The Nigerian Film Corporation (NFC) is meant to guard and develop Nollywood but it is unfortunate that NFC does not like Nollywood. They see them as their competitors. Every year NFC gets massive money from the government and invests it in something else outside Nollywood. They go for anonymous festivals abroad. They said they are building film village in Abuja and Jos. They do not believe in Nollywood, they think they can raise another industry, over night, to compete with Nollywood. Nigeria Film Corporation has been in existence long before Nollywood started. So, for them, the feeling is who are these people? Because there are no structures, people only see those that invested in movie and made money. So, everyone wants to join but due to the situation of the country some people now want to politicise it and even tribalise it. Whereas, we know that when this brand Nollywood came to be, nobody knew where anyone came from. When we were shooting movies in 1995 no one cared about anybody’s tribe what mattered then was creativity and the talent in you. But now its totally a different thing. So, I would say that the NFC people have not done their job well. They even claim that building Nollywood is not their concern. Rather, their interest is the end product. It is obvious that this choice of the easiest part of the job, by not being involved in the development of the industry, is NFC’s biggest flaw. All they do is to go get budget from the government do absolutely whatever they wish – sometimes do one or two festivals and invite film makers as even observers while also using the avenue to criticise their movies. But we know their problem. Their problem hails from the fact that despite all the years they have been in existence and all the money they have been able to get, they cannot still boast of any product of their own in the market. Nollywood is just a brand like we have Hollywood and Bollywood and so on, it came in with its own culture like every other brand came in with their different cultures, Nigeria as a whole saw Nollywood as a child’s play while the rest of the world was celebrating them because they came in with something different from their usual Hollywood and Bollywood cultures.

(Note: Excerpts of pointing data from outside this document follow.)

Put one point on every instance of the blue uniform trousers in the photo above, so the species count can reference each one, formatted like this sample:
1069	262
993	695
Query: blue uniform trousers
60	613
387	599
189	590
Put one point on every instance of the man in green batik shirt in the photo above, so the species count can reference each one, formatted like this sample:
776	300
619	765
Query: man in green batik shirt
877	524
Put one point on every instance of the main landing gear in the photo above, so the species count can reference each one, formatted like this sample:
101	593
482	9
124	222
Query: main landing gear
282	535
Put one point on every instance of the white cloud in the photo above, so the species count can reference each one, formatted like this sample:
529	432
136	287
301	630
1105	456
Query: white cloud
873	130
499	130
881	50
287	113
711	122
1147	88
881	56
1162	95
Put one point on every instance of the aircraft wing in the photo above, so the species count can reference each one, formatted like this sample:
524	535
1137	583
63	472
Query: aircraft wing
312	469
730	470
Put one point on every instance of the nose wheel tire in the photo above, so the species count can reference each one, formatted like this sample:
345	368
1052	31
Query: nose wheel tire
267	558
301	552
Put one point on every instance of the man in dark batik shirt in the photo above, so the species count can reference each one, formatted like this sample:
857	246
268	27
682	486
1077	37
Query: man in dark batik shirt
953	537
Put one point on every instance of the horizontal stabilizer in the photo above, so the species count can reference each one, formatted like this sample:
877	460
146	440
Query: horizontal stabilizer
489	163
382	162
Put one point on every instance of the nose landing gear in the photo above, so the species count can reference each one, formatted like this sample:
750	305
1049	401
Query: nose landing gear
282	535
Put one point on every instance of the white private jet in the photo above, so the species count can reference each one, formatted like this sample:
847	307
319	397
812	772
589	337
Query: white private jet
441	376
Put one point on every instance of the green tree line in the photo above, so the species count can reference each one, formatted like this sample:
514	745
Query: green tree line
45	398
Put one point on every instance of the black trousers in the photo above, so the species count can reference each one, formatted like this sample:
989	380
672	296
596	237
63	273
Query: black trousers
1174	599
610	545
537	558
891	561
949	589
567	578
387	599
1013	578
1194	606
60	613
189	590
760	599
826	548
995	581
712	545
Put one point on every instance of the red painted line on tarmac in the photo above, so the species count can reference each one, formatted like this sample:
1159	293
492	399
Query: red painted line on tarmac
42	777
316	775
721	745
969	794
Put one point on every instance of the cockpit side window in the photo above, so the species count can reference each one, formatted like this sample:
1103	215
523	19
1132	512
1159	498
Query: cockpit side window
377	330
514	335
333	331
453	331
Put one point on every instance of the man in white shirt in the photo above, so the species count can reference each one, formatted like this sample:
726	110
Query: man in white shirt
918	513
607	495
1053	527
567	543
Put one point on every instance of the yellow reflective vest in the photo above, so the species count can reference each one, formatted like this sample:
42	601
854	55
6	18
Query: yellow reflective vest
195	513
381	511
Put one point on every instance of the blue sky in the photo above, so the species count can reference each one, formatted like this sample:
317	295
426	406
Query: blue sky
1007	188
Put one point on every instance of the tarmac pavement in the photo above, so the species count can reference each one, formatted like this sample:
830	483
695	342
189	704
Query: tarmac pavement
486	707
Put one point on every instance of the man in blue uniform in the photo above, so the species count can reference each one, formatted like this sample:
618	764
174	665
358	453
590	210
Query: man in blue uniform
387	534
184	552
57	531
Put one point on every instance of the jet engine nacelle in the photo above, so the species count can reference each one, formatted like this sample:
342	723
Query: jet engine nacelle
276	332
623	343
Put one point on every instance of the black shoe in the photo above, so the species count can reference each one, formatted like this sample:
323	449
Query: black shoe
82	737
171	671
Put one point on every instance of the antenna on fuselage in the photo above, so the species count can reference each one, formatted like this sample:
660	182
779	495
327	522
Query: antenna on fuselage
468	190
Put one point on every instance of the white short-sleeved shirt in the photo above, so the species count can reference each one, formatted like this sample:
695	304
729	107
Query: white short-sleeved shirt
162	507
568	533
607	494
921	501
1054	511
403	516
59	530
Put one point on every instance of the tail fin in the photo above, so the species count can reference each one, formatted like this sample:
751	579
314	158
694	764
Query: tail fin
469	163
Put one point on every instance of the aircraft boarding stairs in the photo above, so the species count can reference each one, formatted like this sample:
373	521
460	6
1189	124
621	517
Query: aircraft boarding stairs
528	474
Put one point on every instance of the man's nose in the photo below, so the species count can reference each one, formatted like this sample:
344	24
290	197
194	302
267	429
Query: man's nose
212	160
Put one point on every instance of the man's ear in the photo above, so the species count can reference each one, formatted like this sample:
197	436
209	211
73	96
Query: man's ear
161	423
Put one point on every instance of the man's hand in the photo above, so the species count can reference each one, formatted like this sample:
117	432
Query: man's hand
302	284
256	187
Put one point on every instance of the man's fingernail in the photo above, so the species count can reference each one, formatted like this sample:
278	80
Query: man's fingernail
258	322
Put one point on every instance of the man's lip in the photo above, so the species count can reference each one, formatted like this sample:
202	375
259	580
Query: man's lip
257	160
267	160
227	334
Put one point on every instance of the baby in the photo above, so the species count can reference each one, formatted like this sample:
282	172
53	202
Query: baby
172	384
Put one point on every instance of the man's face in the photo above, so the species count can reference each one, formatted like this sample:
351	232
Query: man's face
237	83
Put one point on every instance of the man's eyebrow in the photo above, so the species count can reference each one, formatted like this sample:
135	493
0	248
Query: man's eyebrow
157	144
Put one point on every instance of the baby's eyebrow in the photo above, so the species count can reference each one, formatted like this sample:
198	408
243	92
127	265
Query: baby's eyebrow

The distribution network has not been working and it is not likely to work because the people who are pioneering it both the National Video Censors Board and all other people involved do not have the sincerity and the immunity to get down to the root of the matter. The piracy situation has gone totally out of control – to the extent that before the situation can be arrested it will take more than monumental effort.

The reason why it would not work is that among the major people who are fighting the distribution network are the regular marketers in Idumota, Pound Road, Iweka Road and so on. They are the people who have financial muscle and are the greatest beneficiaries of the whole thing. Some of them make close to trillion naira from the movies, they have turned the system upside-down and they sponsor all the movies. But if you pause to ponder, you would ask yourself: Who would want to gamble with his money?

So if you have to regulate them you must take it easy and understand what the system has been and work very carefully. On their own they are also fighting a war because their business has already gone down even before the distribution network came in. in fact, they should be given all the credit and respect for patrolling movies but that does not mean that we will neglect the fact that they contributed immensely to the lack of standard and structure in the system. They are the ones who are afraid of structures and functional associations because they want to act as gods in a creative industry. So I would say that the Censors Board and the distribution network came a little too late and the marketers are fighting back. But the fight has not dropped down to consistent film making which is not the way Nollywood started. Rather it has stalled the pace and zeal in the sector. Quality and yeild have also been eaten into. When I did Sharon Stone, the owner made N25 million in three months. The owner of Igodo made close to N50 million. Good movies are for life and they are the ones that people buy not what we see today – if all these boys get one story they cut it into 4-6 parts. Such are for renting.